While Kirk did not respond immediately, when he finally did answer Meyer, nine years later, he tore him apart.  Indeed, his review of Meyer’s book, In Defense of Freedom, serves as Kirk’s apotheosis of vitrolicity.  “The reader begins to tire after the first chapter,” he wrote.  Taking his former Marxism and mutating it into an ideology, “Meyer now transfers his political passion to conservatism (of sorts)—which he would erect into an ideology, slogans and dogmas.  He burns to purge this new true faith of deviationists, to create a disciplined sect of the faithful, to become the law and all the prophets to young persons marching to Zion.”  Never having overcome his former attachment to Marx, Meyer paints his own antagonists with too broad of a brush, incapable of nuance.  After denying that he belonged to anything called the “new conservatives” or that such a group even existed, Kirk argued that Meyer would make a goddess of liberty, an abstraction to be worshipped, but leading to the anarchy found in parts of then-modern Africa.  Even in an era of political religions, Kirk sighed, Meyer “can appeal to little but to the arrogant ego.  With this last,” he concluded, “he is plentifully equipped.”[52]  Never before or after, would Kirk savage something so brutally in print.  Tellingly, Kirk only mentioned Meyer twice in his autobiography, and with almost no context or explanation of the man other than that he was a zealot, whether on the left or the right.  If Meyer thought his debate with Kirk important, Kirk did not, at least over the long run.  Others, though, have.  Critically important figures such as Whittaker Chambers viewed it as the beginning of an ending of what had started so well, only a few short years earlier. 


NOTES

            [1] A personal note.  When I told a friend of mine, a prominent member of the libertarian movement for decades now and an Ivy League graduate, that I’d been named the “Russell Amos Kirk Chair” at Hillsdale, he gave me a sad look and said, “He was really an evil man.”

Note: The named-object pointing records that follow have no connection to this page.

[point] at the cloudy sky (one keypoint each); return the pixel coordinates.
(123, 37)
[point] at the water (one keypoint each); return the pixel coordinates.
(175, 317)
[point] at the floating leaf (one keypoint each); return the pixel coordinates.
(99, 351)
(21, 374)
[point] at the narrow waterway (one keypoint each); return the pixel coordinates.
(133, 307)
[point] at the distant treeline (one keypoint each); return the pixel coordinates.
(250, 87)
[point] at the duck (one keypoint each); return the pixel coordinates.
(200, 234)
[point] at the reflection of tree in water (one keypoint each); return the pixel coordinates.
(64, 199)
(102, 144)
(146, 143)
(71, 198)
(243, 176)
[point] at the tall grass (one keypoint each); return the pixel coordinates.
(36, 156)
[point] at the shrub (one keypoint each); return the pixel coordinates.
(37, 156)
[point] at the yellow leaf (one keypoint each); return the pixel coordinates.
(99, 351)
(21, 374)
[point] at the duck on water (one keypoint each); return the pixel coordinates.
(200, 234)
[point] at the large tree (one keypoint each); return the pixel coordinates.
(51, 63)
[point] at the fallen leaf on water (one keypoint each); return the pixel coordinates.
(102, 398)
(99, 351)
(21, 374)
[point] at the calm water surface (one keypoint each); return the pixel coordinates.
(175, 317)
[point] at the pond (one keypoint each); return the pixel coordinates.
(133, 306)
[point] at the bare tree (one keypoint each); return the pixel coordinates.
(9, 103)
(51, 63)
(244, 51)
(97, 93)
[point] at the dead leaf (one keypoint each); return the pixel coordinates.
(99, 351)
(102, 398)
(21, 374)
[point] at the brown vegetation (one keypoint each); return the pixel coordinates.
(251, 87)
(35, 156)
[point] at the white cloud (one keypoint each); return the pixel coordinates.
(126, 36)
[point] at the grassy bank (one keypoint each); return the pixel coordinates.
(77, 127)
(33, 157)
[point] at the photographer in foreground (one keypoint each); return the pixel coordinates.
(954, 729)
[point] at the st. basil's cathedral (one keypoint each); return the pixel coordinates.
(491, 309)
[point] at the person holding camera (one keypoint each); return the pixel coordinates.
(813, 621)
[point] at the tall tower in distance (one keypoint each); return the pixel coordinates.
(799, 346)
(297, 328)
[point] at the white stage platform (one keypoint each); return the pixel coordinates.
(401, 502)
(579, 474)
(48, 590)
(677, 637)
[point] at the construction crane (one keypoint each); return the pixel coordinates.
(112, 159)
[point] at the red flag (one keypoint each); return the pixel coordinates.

            [2] RAK, “Libertarians: Chirping Sectaries,” Modern Age 25 (Fall 1981): 345-51; and RAK, “A Dispassionate Assessment of Libertarians,” originally delivered at the Heritage Foundation and later reprinted in The Politics of Prudence (Bryn Mawr, PA: ISI Books, 1993), 156-171.  See also RAK, “Professors and Politics,” National Review 28 (May 14, 1976).

            [3] In his vast corpus of writings, RAK only openly engaged libertarians in two pieces.  One of RAK’s students, Alan Cornett, has confirmed that RAK said little regarding the subject to his students.  Alan Cornett to Birzer, November 22, 2013, personal correspondence.

            [4] RAK, “Chirping Sectaries,” 278.

            [5] RAK, “A Dispassionate Assessment of Libertarians,” in Redeeming the Time, 157.

            [6] RAK, “A Dispassionate Assessment of Libertarians,” in Redeeming the Time, 157-158.

            [7] RAK, “A Dispassionate Assessment of Libertarians,” in Redeeming the Time, 157-159.

            [8] On Tolkien’s anarchism, see JRRT to Christopher Tolkien, November 29, 1943, in The Letters of J.R.R. Tolkien (Boston, MA: Houghton Mifflin, 1981), 63.  On Dawson’s move toward such a position, especially after 1935, see Birzer, Sanctifying the World: The Augustinian Life and Mind of Christopher Dawson (2007).

            [9] RAK, “Dispassionate Assessment of Libertarians,” in Redeeming the Time, 160.

            [10] RAK, “Chirping Sectarians,” 275.  On libertinism, see RAK, “Dispassionate Assessment of Libertarians,” in Redeeming the Time, 162.  Rothbard and RAK reconciled, at least in part, by 1993, as each put aside differences to advise Pat Buchanan on a possible second run for the presidency.  Their fear of a neoconservative foreign policy allowed each to overcome their mutual distrust.  See Paul E. Gottfried, Encounters: My Life with Nixon, Marcuse, and Other Friends and Teachers (Wilmington, DE: ISI Books, 2009), 170.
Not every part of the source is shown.